La svolta fondamentale per la nascita dei Queen la fornisce verso la metà degli anni sessanta il bassista Tim Staffell, componente insieme a Brian May appunto e a Roger Taylor degli Smile, presentando loro Farroukh Bulsara, un cantante blues di origini indiane, consentendogli di entrarvi a far parte prima di abbandonare lui il gruppo.
Da questo momento in poi Bulsara, che deciderà ben presto di cambiare il suo nome in Frederick “Freddie” Mercury, diventerà il membro fondamentale della band anche a livello compositivo, condizionandola in tutte le scelte nel bene e nel male. Sostituì il nome del gruppo con quello di Queen per richiamarsi alla loro presenza che doveva essere estesa e pomposa fino a diventare “regale”.

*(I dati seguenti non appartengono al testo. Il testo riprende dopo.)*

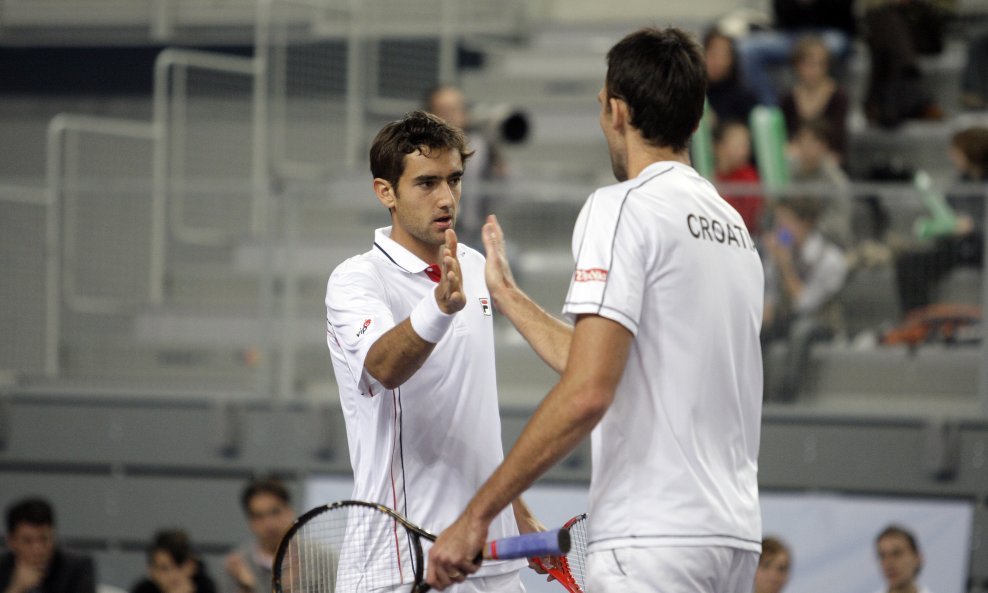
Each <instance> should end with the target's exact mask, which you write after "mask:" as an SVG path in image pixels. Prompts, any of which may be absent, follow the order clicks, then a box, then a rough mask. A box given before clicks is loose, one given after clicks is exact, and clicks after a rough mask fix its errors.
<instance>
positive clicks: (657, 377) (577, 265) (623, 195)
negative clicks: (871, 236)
mask: <svg viewBox="0 0 988 593" xmlns="http://www.w3.org/2000/svg"><path fill="white" fill-rule="evenodd" d="M574 253H575V256H576V259H577V271H576V275H575V277H574V282H573V285H572V288H571V291H570V294H569V296H568V298H567V305H566V311H567V312H568V313H570V314H579V313H593V314H598V315H601V316H604V317H608V318H610V319H612V320H614V321H617V322H619V323H621V324H622V325H624V326H625V327H626V328H627V329H629V331H631V332H633V333H634V334H635V340H634V342H633V344H632V348H631V351H630V352H629V358H628V363H627V366H626V368H625V372H624V376H623V377H622V380H621V383H620V384H619V386H618V391H617V394H616V396H615V400H614V403H613V404H612V407H611V409H610V410H608V412H607V414H606V415H605V417H604V418H603V420H602V421H601V423H600V425H599V426H598V427H597V429H595V431H594V443H593V449H594V469H593V483H592V486H591V517H592V524H591V541H592V542H593V545H596V546H603V547H621V546H624V545H627V544H628V543H629V540H628V538H629V537H632V538H634V539H635V541H636V542H637V543H638V544H645V545H682V544H689V543H690V542H692V543H691V544H689V545H696V544H697V541H698V538H704V541H705V542H706V543H707V544H709V545H728V546H732V547H742V548H748V549H753V550H757V549H758V544H759V541H760V538H761V533H760V531H761V525H760V515H759V510H758V499H757V458H758V443H759V438H760V416H761V388H762V374H761V373H762V371H761V351H760V345H759V339H758V334H759V329H760V324H761V312H762V311H761V309H762V299H763V284H764V280H763V274H762V269H761V263H760V260H759V257H758V255H757V253H756V251H755V248H754V245H753V243H752V240H751V238H750V236H749V235H748V233H747V231H746V230H745V226H744V223H743V221H742V220H741V217H740V215H738V214H737V212H736V211H734V210H733V209H732V208H731V207H730V206H729V205H728V204H727V203H726V202H725V201H724V200H723V199H722V198H720V197H719V196H718V195H717V193H716V191H715V190H714V188H713V186H711V185H710V183H709V182H707V181H706V180H704V179H703V178H702V177H700V176H699V175H697V174H696V172H695V171H694V170H693V169H692V168H691V167H689V166H687V165H683V164H681V163H673V162H661V163H655V164H653V165H651V166H650V167H648V168H646V169H645V171H643V172H642V174H641V175H639V176H638V177H637V178H635V179H632V180H629V181H626V182H624V183H621V184H617V185H614V186H609V187H606V188H602V189H600V190H598V191H597V192H596V193H595V194H594V195H593V196H591V198H590V200H588V203H587V205H586V206H585V208H584V211H583V212H582V213H581V215H580V219H579V221H578V222H577V229H576V233H574ZM648 541H651V542H653V543H651V544H648V543H646V542H648Z"/></svg>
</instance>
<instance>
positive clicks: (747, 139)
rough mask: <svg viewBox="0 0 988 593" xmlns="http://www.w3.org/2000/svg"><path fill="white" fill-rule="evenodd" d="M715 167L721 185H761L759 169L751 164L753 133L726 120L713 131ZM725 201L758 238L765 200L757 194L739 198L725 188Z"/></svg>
mask: <svg viewBox="0 0 988 593" xmlns="http://www.w3.org/2000/svg"><path fill="white" fill-rule="evenodd" d="M713 137H714V166H715V179H716V181H717V182H718V183H758V170H757V169H755V167H754V165H752V164H751V133H750V132H748V126H746V125H745V124H744V123H743V122H740V121H725V122H722V123H720V124H718V125H717V127H715V128H714V133H713ZM721 195H722V196H724V199H725V200H727V202H728V203H729V204H730V205H731V206H733V207H734V209H735V210H737V211H738V214H740V215H741V218H743V219H744V224H745V225H746V226H747V227H748V232H749V233H751V234H752V236H755V234H756V233H758V232H759V231H760V229H761V217H762V208H763V206H764V201H763V200H762V196H761V195H759V194H757V193H754V194H747V195H738V194H737V192H734V191H731V190H730V188H726V191H724V192H722V193H721Z"/></svg>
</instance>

Dopo l’avvicendamento di altri bassisti che condussero all’assunzione definitiva al ruolo di John Deacon all’inizio del 1971, i Queen non cambieranno mai più formazione ponendosi nel tempo come uno dei fenomeni rock più curiosi e interessanti degli anni settanta, cominciando dal terzo album “A Night at The Opera” (1975) che nel titolo voleva significare l’affiancamento al genere rock di elementi più disparati e non a caso l’album contiene la fantasiosa “Bohemian Rhapsody” uno dei brani migliori della intera loro produzione se non il migliore in senso assoluto: una canzone (riduttiva la definizione) piena di soluzioni innovative: corali, contrappunti, discanto, improvvisi cambi di tempo ne fanno un brano unico anche per la sua eccezionale lunghezza al tempo, sei minuti, benché la “McArthur Park” di Richard Harris, superata per lunghezza dalla successiva “Hey Jude” dei Beatles, si fossero già imposte come singoli di durata superiore alla media.
L’attenzione di pubblico e critica consente alla band di continuare le uscite discografiche contenenti autentiche perle come “Somebody to love”, “We are the champions”, “Don’t stop me now”, “Crazy little thing called love”, “Radio Ga Ga”, “I Wanto to break free”; lungo una serie di album a cadenza annuale.
Una particolare menzione non può non meritarla “Innuendo” l’ultimo prodotto con Mercury in vita e il brano eponimo ha ancora una costruzione musicale solenne, ospitando Steve Howe già chitarrista degli Yes, e presenta la drammatica e commovente “The show must go on”.
Ma quest’ultimo titolo non è profetico perché rappresenta in pratica la fine del gruppo che tenterà alcune reviviscenze specie nei concerti (piace segnalare quella col dotato cantante Paul Rodgers, ex membro dei Free, nell’impossibile ruolo di sostituire Mercury), piacevoli, professionalmente riusciti, ma ovviamente privi della magia pregressa.